Non, en effet. Tout comportement a la même fonction : survivre et par la même occasion se reproduire. Et pour survivre soi-même, dans certaines situations, on a parfois besoin des autres. C’est donc cette stratégie qui est sélectionnée. Cela montre qu’il n’y a pas qu’une manière de survivre. Survivre, ce n’est pas être le plus fort, celui qui écrase les autres et qui s’adjuge le plus de ressources, de femelles… Il y a plein d’exemples dans le livre qui montrent que parfois celui qui survit, c’est celui qui coopère de manière efficace avec d’autres.
À la lecture du livre, il ressort que les comportements les plus sociaux ne s’observent pas chez les mammifères, contrairement à ce que l’on pourrait imaginer…
Effectivement. Les insectes sont les experts de l’eusocialité (un mode d’organisation sociale observé chez certains animaux où un groupe est divisé en castes entre les individus fertiles et non fertiles, NdlR) où l’on atteint le plus haut échelon de coopération et d’organisation.

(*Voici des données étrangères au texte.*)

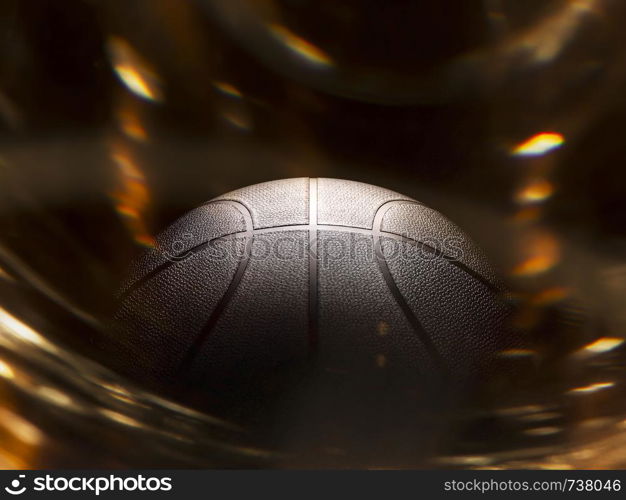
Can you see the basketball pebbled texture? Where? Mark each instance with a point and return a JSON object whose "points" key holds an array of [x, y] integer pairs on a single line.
{"points": [[361, 281]]}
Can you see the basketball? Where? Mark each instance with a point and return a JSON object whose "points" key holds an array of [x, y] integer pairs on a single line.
{"points": [[365, 284]]}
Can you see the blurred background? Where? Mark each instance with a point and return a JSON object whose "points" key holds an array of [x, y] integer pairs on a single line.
{"points": [[117, 117]]}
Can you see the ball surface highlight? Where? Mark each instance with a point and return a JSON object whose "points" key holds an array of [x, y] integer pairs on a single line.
{"points": [[356, 279]]}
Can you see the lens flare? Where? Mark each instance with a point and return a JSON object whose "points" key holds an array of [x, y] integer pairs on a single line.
{"points": [[301, 47], [540, 144], [135, 73]]}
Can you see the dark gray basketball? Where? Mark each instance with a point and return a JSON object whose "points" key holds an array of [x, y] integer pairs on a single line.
{"points": [[359, 281]]}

Dans une colonie d’abeilles, par exemple, la reine ne voit jamais le soleil. Elle voue sa vie à donner naissance et à coordonner la colonie, déléguant du coup diverses tâches à l’ensemble de ses enfants. Et les abeilles s’occupent des autres avant de s’occuper d’elles-mêmes : quand une abeille pique, elle donne sa vie pour défendre ses sœurs. Idem quand elle s’épuise à aller chercher de la nourriture, c’est un sacrifice. En outre, la colonie mélange les diverses générations. Derrière cette apparente tyrannie exercée par la reine, on se trouve en fait avec une organisation qui fonctionne de manière optimale. Seules deux espèces de mammifères pratiquent l’eusocialité, dont le rat-taupe nu (lire ci-contre).

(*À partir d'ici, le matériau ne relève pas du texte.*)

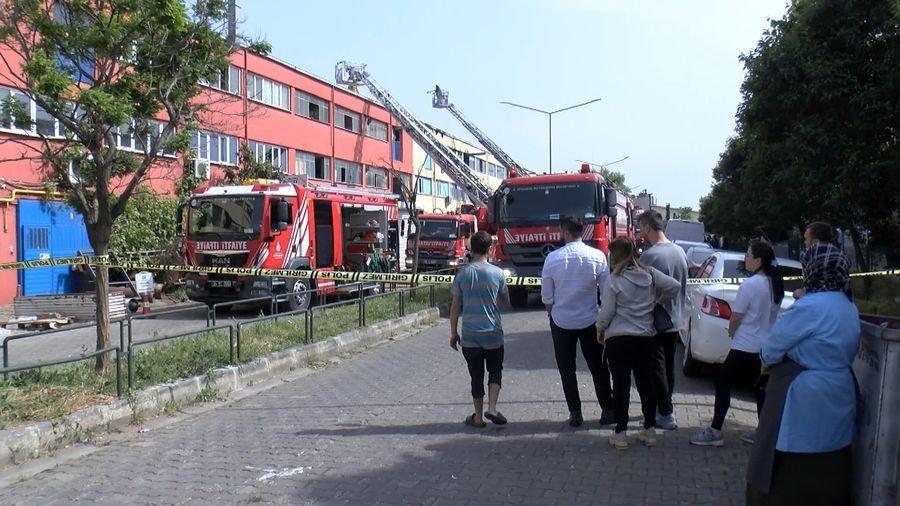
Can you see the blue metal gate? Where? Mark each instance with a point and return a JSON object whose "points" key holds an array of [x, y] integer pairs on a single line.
{"points": [[50, 230]]}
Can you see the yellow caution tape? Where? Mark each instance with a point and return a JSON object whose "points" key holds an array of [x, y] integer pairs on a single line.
{"points": [[380, 277]]}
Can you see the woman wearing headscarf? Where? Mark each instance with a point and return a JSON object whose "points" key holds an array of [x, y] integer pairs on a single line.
{"points": [[802, 449]]}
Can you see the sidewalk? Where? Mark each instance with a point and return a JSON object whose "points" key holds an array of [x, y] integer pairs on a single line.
{"points": [[386, 427]]}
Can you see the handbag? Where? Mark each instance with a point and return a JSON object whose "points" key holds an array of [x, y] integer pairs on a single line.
{"points": [[662, 322]]}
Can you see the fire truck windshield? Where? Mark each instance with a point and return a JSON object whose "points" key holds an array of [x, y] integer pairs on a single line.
{"points": [[438, 229], [226, 217], [544, 203]]}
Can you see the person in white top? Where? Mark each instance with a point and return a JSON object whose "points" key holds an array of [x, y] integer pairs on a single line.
{"points": [[571, 280], [752, 315]]}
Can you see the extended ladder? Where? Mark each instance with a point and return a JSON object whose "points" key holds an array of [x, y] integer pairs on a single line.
{"points": [[441, 100], [478, 192]]}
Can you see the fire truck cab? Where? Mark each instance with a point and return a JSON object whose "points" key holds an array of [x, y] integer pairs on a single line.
{"points": [[443, 241], [526, 212], [274, 225]]}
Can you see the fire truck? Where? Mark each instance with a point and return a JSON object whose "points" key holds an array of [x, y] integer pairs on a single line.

Vous expliquez que la transmission de certains comportements et changements de comportements peut s’observer d’une génération à l’autre. La capacité de transmission des comportements est plus rapide que ce que l’on pensait ?
C’est une vaste question très intéressante mais très difficile. Dans le livre, j’aborde cette question sous l’angle de la culture qui est pour moi la transmission de savoirs de génération en génération. Cette culture qui est propre à une communauté animale, elle s’apprend de son vivant et se transmet par apprentissage à la génération suivante. Il y a 50 ans, on pensait que seul l’homme était capable de faire cela, d’enseigner. Depuis les travaux de Jane Goodall sur les chimpanzés et d’autres qui ont suivi, on sait désormais que de très nombreuses espèces sont capables d’observer, d’apprendre, de répliquer et donc d’enseigner à leur tour à d’autres.
Chez les chimpanzés, les jeunes observent les parents utiliser des pierres comme outil pour casser des noix ou un bâton pour fabriquer une arme avec laquelle ils tuent des écureuils cachés dans les cavités des arbres. Ils font aussi l’apprentissage de techniques de chasse en groupe qui ciblent les colobes, un autre petit primate. C’est une transmission qui demande plusieurs années, avec des techniques qui se modifient au cours du temps.
Quand on referme le livre, on ne peut pas s’empêcher de se poser la question d’une forme d’intelligence chez les animaux. C’est le cas, selon vous ?
Tout cela est le fruit de millions d’années d’évolution qui ont évacué certains comportements qui ne sont pas bénéfiques pour l’animal et accentué les autres. Mais oui, je suis convaincu qu’il y a une forme d’intelligence qui est gigantesque chez les animaux.
L’homme a l’habitude de se mettre toujours tout en haut de la pyramide, mais quand on regarde certaines formes de coopération ou de gestion chez les espèces animales, on se rend compte que nous faisons, en fait, tout de travers. L’homme s’adapte très vite à son environnement, mais il s’y adapte terriblement mal. On mange mal, on fume, on boit, on traverse un passage pour piéton en regardant notre smartphone… On est la seule espèce animale à faire l’inverse de ce qui est bénéfique à notre survie et notre reproduction. Cela questionne aussi la définition que l’on donne à l’intelligence. Pour moi, on est le virus du monde.